ECLI:NL:RBDHA:2021:4595
Rechtbank Den Haag
- Eerste aanleg - enkelvoudig
- Rechtspraak.nl
Beroep tegen afwijzing aanvraag uitkering Schadefonds Geweldsmisdrijven
In deze zaak heeft eiseres, die in 2001 slachtoffer is geworden van geweld, een aanvraag ingediend voor een uitkering uit het Schadefonds Geweldsmisdrijven. De aanvraag werd door de commissie Schadefonds Geweldsmisdrijven niet in behandeling genomen, omdat deze te laat was ingediend. Eiseres had de aanvraag pas op 20 juni 2019 ingediend, terwijl de wettelijke termijn voor indiening tien jaar na het misdrijf bedraagt. Eiseres heeft aangevoerd dat zij door psychische problemen niet eerder in staat was om de aanvraag in te dienen. De rechtbank heeft de zaak behandeld en vastgesteld dat eiseres niet tijdig heeft gehandeld. Tijdens de zitting op 7 april 2021 heeft verweerder, vertegenwoordigd door zijn gemachtigde, toegelicht dat er geen medische onderbouwing was voor de psychische blokkade die eiseres claimde.
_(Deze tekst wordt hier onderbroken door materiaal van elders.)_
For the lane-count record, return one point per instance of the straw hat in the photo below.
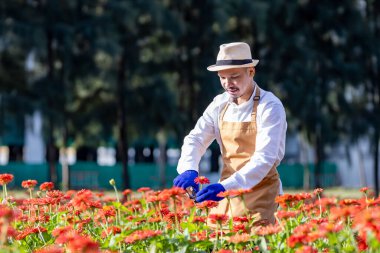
(233, 55)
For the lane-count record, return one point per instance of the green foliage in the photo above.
(318, 57)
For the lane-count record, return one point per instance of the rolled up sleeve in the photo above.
(197, 141)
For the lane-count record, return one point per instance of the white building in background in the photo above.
(34, 146)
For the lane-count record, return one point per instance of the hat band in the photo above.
(232, 62)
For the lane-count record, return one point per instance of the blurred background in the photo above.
(97, 89)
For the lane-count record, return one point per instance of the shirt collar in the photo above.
(250, 100)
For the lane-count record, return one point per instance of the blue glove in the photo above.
(210, 192)
(186, 179)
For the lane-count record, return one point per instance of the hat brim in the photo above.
(223, 67)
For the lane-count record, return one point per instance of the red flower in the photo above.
(207, 204)
(127, 192)
(27, 231)
(140, 235)
(49, 249)
(238, 238)
(364, 189)
(218, 218)
(47, 186)
(6, 178)
(144, 189)
(109, 211)
(28, 183)
(269, 230)
(318, 191)
(201, 180)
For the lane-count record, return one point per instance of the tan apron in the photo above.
(238, 146)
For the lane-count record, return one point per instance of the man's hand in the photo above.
(210, 192)
(186, 179)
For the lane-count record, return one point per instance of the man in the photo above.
(249, 125)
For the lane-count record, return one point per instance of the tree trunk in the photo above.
(376, 161)
(318, 157)
(51, 147)
(122, 125)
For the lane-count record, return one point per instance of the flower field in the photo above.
(50, 220)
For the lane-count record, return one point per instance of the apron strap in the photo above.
(256, 101)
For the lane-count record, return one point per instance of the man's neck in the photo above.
(245, 97)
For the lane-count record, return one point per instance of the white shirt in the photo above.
(270, 139)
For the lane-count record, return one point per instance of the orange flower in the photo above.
(140, 235)
(218, 218)
(269, 230)
(199, 219)
(306, 249)
(238, 238)
(109, 211)
(47, 186)
(201, 180)
(144, 189)
(240, 228)
(6, 178)
(27, 231)
(240, 219)
(318, 191)
(207, 204)
(364, 189)
(28, 183)
(286, 214)
(50, 249)
(127, 192)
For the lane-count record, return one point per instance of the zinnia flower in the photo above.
(47, 186)
(201, 180)
(28, 183)
(6, 178)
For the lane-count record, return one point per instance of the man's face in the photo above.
(237, 82)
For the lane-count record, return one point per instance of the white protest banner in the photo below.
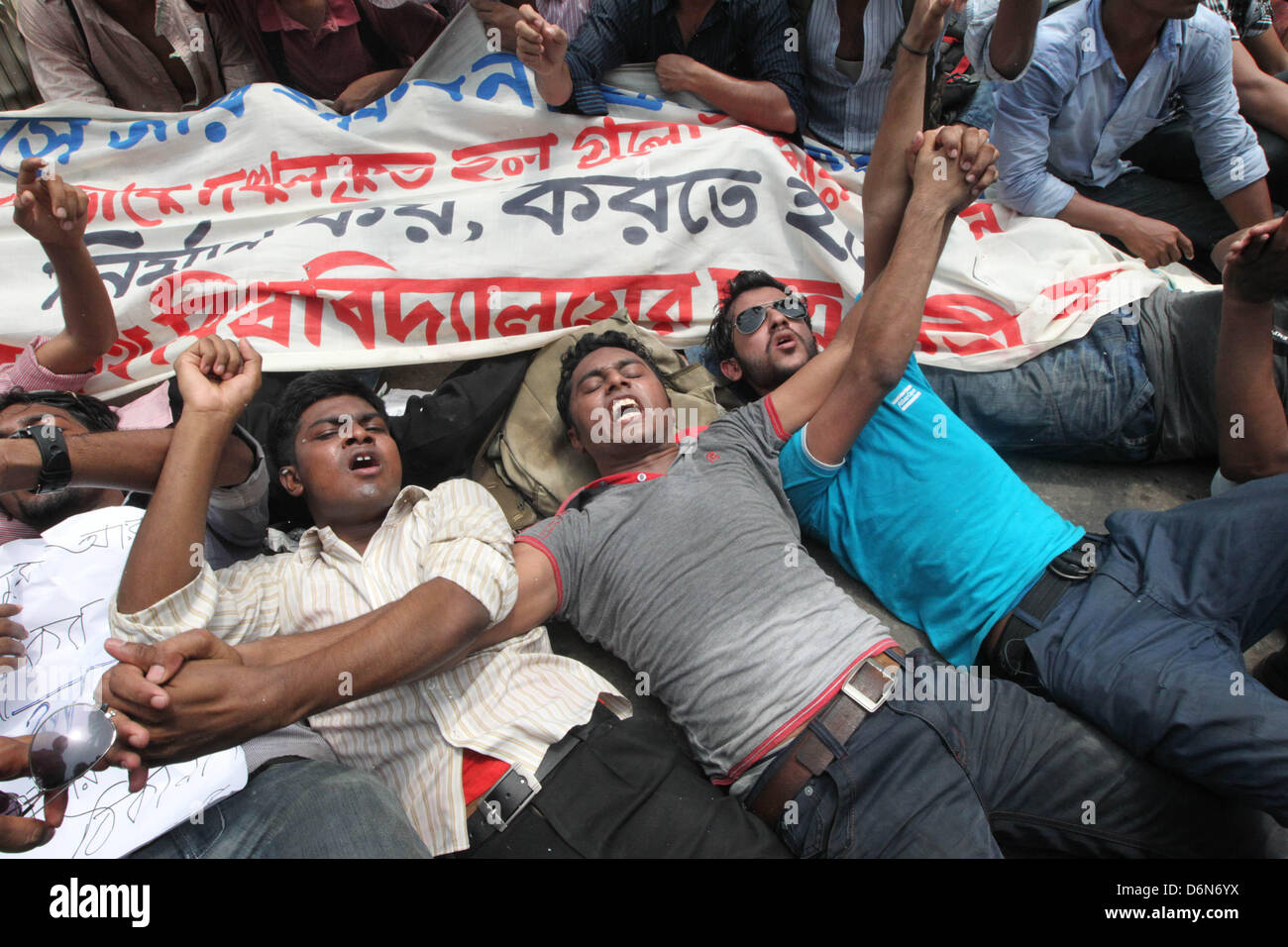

De rechtbank heeft de relevante wetgeving, met name artikel 7 van de Wet schadefonds geweldsmisdrijven, in overweging genomen. Dit artikel stelt dat aanvragen binnen tien jaar na het misdrijf moeten worden ingediend, en dat aanvragen die na deze termijn worden ingediend, alleen in behandeling worden genomen als er een geldige reden is voor de vertraging. De rechtbank concludeert dat eiseres niet aannemelijk heeft gemaakt dat zij door psychische klachten niet eerder in staat was om de aanvraag in te dienen. De rechtbank heeft het beroep ongegrond verklaard en de beslissing van verweerder bevestigd. Eiseres heeft geen recht op proceskostenvergoeding.